Presented by The Nora Theatre Company
A Catalyst Collaborative@MIT Production
The Brit d’Arbeloff Women in Science Production Series
Written by Anna Ziegler
Directed by Rebecca Bradshaw
Voice and dialect coaching by Rebecca Schneebaum
March 14 – April 14, 2019
Central Square Theater
450 Massachusetts Avenue
Cambridge, Massachusetts 02139
CST on Facebook
Trigger warnings: vintage sexism, gaslighting, victim blaming
Critique by Kitty Drexel
(Cambridge, MA) Photograph 51 is depressing – not because it’s a depressing play, but because it tells us (STEM researchers, women, women within STEM, etc.) how little progress towards gender equality we have made since Dr. Rosalind Franklin discovered the structure of DNA. Her work, her words went largely ignored and men took all of the credit for her work. This is disturbing. That women in STEM are still silenced is even more so.
There exist many articles and books on this fascinating scientist. Photograph 51 examines Dr. Franklin’s (Stacy Fischer) working relationships with scientists Maurice Williams (Barlow Adamson), beleaguered grad student Raymond Gosling (Josh Gluck), Donald Caspar (Jesse Hinson), James Hinson (Michael Underhill), and Francis Crick (John Tracey). Dr. Franklin’s cohorts narrate her discoveries and setbacks. The men perceive themselves as average blokes; they perceive Dr. Franklin as a truculent old maid who can’t take a joke. Dr. Franklin doesn’t want to perceive anyone; she wants to work. History tells us that she accomplished great things in her 37 years, and so did they.
Central Square offers another play with great ensemble work. Adamson, Gluck, Hinson, Underhill, and Tracey do much of the fancy footwork around Fischer. She exists at the epicenter of the play and the men rotate around her like genius moons. It was so engaging that I forgot it was live theatre.
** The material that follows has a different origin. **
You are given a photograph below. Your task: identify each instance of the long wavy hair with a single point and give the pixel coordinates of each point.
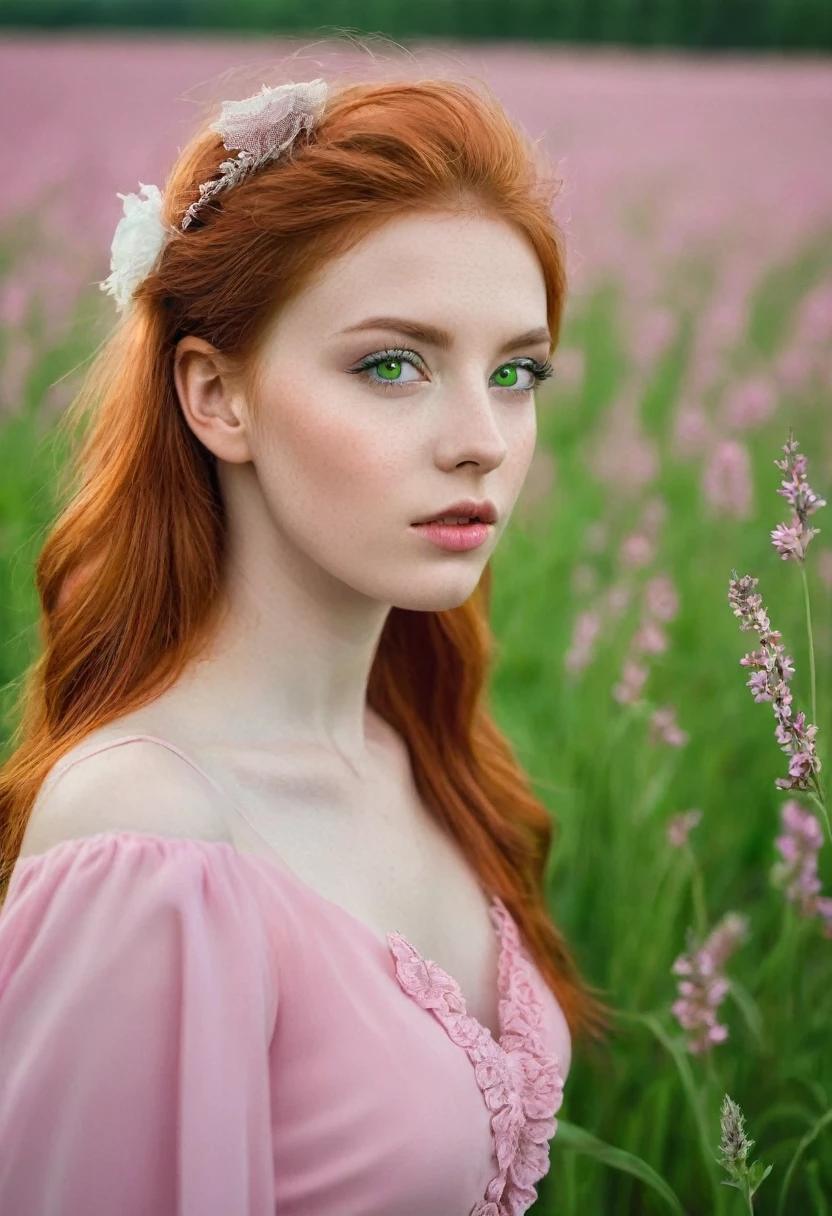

Fischer charges through this production like a heat-seeking missile. We know her objectives from the moment the play opens until the play closes. She persists through the weight of Franklin’s trials to come out evenly balanced with her male colleagues.
Adamson is a gently patronizing Wilkins. He represents the man who nudges you away from “men’s work” out of concern for your future. He isn’t aware that he’s impeding your life’s course but his influence negatively impacts your career. Adamson’s performance pissed me off and it’s not his fault. I was not able to distance myself from his performance. He so reminded me of past employers that I reacted with visceral anger.
The scenic design by Kristin Loeffler is in stark contrast to the sound design by Elizabeth Cahill. Loeffler gives us an uncluttered lab space encompassing the center of the theater that harkens back to a time before large, clunky computers and robotic arms. Cahill’s sound drags us promptly to the modern day with feminist anthems to a pop beat. Both indicate that we have so much farther to go.
It’s a marvel that Fischer and her male co-stars are able to work through this depressing material. Unlike Truth Values or The Women Who Mapped the Stars, Photograph 51 is not uplifting. Dr. Franklin’s story is already written. The audience has to make its own hope. Rather than get bogged down by Dr. Franklin’s tragic misfortunes, we must look to ourselves to make STEM better for women and girls now.
My date to the March 18 performance suggested that perhaps Dr. Franklin was so disagreeable because she was living with two giant tumors in her uterus. I counted that a woman of the 1950’s had to counted sexist BS with a stern backbone. We both posit sound theories. The amount of untreated pain Dr. Franklin must have endured rather than be labeled unfit for the lab (because they were already calling her that) must have been immense. Modern audiences may suggest that Dr. Franklin didn’t want to collaborate with her colleagues. I counter that she didn’t want to collaborate with anyone would wouldn’t take her work seriously.
Rosalind Franklin (1920-1958) and a picture of her crystallographic x-ray of her DNA research.